06.05.2018 – Linienbus brennt auf der Bundesstraße 241

06.05.2018 – Linienbus brennt auf der Bundesstraße 241

Goslar ( LK Goslar ) Ein brennender Linienbus beschäftigte am Sonntag (06.05.) die Goslarer Feuerwehr. Zwei Personen wurden vorsorglich in Krankenhäuser transportiert. Sechs Feuerwehren waren im Einsatz.

Kurz vor 13 Uhr geriet ein Linienbus auf der Bundesstraße 241 zwischen der Glockenbergkurve und Auerhahn in Brand. Bei Eintreffen der Feuerwehr hatte sich das Feuer auf das ganze Fahrzeug ausgebreitet. Durch die enorme Hitze und großer Flammen breitete sich das Feuer auf die angrenzende Böschung und Waldflächen aus.

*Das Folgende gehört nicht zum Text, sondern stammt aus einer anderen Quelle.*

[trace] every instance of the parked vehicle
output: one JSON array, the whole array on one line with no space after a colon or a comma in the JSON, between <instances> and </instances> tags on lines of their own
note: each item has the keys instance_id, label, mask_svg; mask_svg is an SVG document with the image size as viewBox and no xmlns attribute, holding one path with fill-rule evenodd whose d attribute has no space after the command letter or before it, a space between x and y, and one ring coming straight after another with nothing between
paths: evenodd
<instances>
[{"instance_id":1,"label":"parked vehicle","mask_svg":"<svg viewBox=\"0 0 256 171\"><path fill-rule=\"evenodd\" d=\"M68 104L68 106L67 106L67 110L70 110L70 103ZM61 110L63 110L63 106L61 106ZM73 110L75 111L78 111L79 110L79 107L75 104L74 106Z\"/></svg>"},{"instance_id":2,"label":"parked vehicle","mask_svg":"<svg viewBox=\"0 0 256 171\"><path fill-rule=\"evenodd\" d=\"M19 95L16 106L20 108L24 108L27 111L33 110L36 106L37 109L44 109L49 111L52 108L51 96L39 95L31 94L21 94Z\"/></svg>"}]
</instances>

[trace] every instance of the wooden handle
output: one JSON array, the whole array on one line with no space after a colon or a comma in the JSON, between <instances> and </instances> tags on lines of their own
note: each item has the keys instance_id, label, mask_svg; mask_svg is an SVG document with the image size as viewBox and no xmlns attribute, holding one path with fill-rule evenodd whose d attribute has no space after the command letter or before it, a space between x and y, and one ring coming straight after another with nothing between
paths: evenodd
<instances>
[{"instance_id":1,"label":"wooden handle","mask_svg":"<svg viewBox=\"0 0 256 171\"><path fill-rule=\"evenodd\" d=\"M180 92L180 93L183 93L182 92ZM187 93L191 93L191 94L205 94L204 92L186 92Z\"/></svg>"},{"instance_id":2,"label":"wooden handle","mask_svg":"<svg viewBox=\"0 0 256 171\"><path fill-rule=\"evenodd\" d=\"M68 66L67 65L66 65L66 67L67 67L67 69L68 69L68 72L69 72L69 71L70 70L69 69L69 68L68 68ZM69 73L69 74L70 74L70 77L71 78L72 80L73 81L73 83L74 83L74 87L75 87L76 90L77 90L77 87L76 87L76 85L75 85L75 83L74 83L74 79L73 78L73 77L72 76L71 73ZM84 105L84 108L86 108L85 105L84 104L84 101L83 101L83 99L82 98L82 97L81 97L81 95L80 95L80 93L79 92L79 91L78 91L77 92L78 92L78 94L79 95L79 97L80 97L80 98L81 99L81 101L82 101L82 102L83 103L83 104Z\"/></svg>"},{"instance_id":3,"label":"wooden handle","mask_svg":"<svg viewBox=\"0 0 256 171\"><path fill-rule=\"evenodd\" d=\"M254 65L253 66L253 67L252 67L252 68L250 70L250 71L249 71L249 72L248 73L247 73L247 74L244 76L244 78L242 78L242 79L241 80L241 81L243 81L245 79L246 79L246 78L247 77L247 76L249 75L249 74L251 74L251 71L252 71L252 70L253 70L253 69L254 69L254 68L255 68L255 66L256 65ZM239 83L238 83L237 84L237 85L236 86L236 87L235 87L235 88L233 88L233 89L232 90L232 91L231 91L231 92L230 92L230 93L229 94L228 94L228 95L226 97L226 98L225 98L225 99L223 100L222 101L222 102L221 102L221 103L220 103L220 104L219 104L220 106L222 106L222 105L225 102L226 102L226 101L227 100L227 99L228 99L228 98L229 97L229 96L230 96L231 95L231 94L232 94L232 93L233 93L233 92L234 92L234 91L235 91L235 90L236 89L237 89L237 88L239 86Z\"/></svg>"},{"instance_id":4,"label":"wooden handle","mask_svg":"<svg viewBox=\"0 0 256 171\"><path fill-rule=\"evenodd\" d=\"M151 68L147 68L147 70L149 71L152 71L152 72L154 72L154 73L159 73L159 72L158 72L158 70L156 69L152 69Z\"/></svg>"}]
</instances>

Passagiere hatte der Bus nicht an Bord. Der Busfahrer wurde durch den Rettungsdienst betreut und vorsorglich dem Goslarer Krankenhaus zugeführt. Eine weitere Person erlitt eine Rauchgasvergiftung und wurde mit dem Rettungswagen nach Herzberg transportiert. Um den Flammen Herr zu werden, benötigte die Feuerwehr viel Wasser. Mit Tanklöschfahrzeugen musste dies herangeführt werden. Auch bildete Stadtbrandmeister Christian Hellmeier Abschnitte zur Brandbekämpfung.

Im südlichen Abschnitt löschten die Feuerwehren Hahnenklee-Bockswiese und die Feuerwehr Clausthal-Zellerfeld den vorderen Bereich des Linienbusses und den Vegetationsbrand. Aus südlicher Richtung kämpfte die Goslarer Wehr gegen die Flammen Im Bereich des Fahrzeughecks. Hier unterstützten die Tanklöschfahrzeuge aus Hahndorf, Jerstedt und Vienenburg. Das Feuer im Bereich der Böschung und des Waldes war auf gut 200 m² nach wenigen Minuten unter Kontrolle zu bringen. Allein auf der Goslarer Seite wurden 27.000 Liter Wasser im Pendelverkehr zur Einsatzstelle gebracht. Im Bereich der Sennhütte richteten Einsatzkräfte der Feuerwehr Hahndorf eine Wasserentnahmestelle aus der Gose ein.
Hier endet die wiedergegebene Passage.